Despite criticism from politicians and pro-choice advocates, who claim that abortion pill reversal is not a medically-sound option, research indicates that the treatment does save babies.

In 2018, the medical journal Issues in Law and Medicine published a peer-reviewed study that found the treatment to be successful in saving unborn children between 64 and 68 percent of the time when administered within 72 hours of taking mifepristone. In the ADF video, Dr. Lile says he has been successful with abortion pill reversal six out of six times.

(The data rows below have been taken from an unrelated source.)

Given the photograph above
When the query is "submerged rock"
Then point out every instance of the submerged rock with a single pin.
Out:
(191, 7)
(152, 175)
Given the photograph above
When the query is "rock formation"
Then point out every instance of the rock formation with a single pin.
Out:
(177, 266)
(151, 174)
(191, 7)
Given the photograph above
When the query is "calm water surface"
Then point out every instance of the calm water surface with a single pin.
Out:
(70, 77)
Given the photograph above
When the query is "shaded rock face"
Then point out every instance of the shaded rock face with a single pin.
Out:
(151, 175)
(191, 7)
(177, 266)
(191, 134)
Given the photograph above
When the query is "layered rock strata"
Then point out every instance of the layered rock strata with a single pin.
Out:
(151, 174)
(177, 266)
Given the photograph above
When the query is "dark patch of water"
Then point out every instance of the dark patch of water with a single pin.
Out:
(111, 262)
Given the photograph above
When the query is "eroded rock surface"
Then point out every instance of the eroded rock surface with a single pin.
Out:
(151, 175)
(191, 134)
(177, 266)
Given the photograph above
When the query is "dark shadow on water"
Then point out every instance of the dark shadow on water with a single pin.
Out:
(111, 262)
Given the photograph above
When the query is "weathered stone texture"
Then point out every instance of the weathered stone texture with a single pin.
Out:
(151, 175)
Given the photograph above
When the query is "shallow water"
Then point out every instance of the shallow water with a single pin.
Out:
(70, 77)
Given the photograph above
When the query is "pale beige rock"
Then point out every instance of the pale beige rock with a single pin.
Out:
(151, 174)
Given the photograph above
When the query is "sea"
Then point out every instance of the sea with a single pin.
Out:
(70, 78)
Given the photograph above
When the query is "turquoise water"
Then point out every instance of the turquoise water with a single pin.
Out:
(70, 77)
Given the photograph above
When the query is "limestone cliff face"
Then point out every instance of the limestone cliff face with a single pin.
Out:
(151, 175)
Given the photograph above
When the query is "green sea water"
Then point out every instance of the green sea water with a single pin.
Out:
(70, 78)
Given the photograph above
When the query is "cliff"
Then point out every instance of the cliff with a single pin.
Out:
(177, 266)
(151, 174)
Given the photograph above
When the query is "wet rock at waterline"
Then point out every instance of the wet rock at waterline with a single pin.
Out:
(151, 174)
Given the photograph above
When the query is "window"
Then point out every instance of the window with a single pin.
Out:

According to the report, Hope For A New Generation, abortion pill reversal saved over 5,000 children’s lives from 2012 to 2023. The study was a collaboration of Charlotte Lozier Institute, Care Net, Heartbeat International, National Institute of Family and Life Advocates, and Option Ultrasound Program by Focus on the Family.

In an ADF op-ed entitled “Women Deserve the Opportunity to Choose Abortion Pill Reversal,” Bernadette Tasy criticizes government officials and pro-choice leaders seeking to ban the treatment, saying that those considering abortion should be given the freedom to know about all life-affirming choices.

“For years, abortion advocates have claimed they are trying to protect ‘a woman’s right to choose.’ But in practice, many of these abortion advocates have shown that they only support a woman’s right to make some medical decisions. When it comes to abortion pill reversal, they suddenly stop being so ‘pro-choice,’ ” Tasy writes.

“It is not the job of government officials to determine what care medical professionals offer their patients, nor can these officials prohibit pro-life pregnancy centers from informing women about their options.”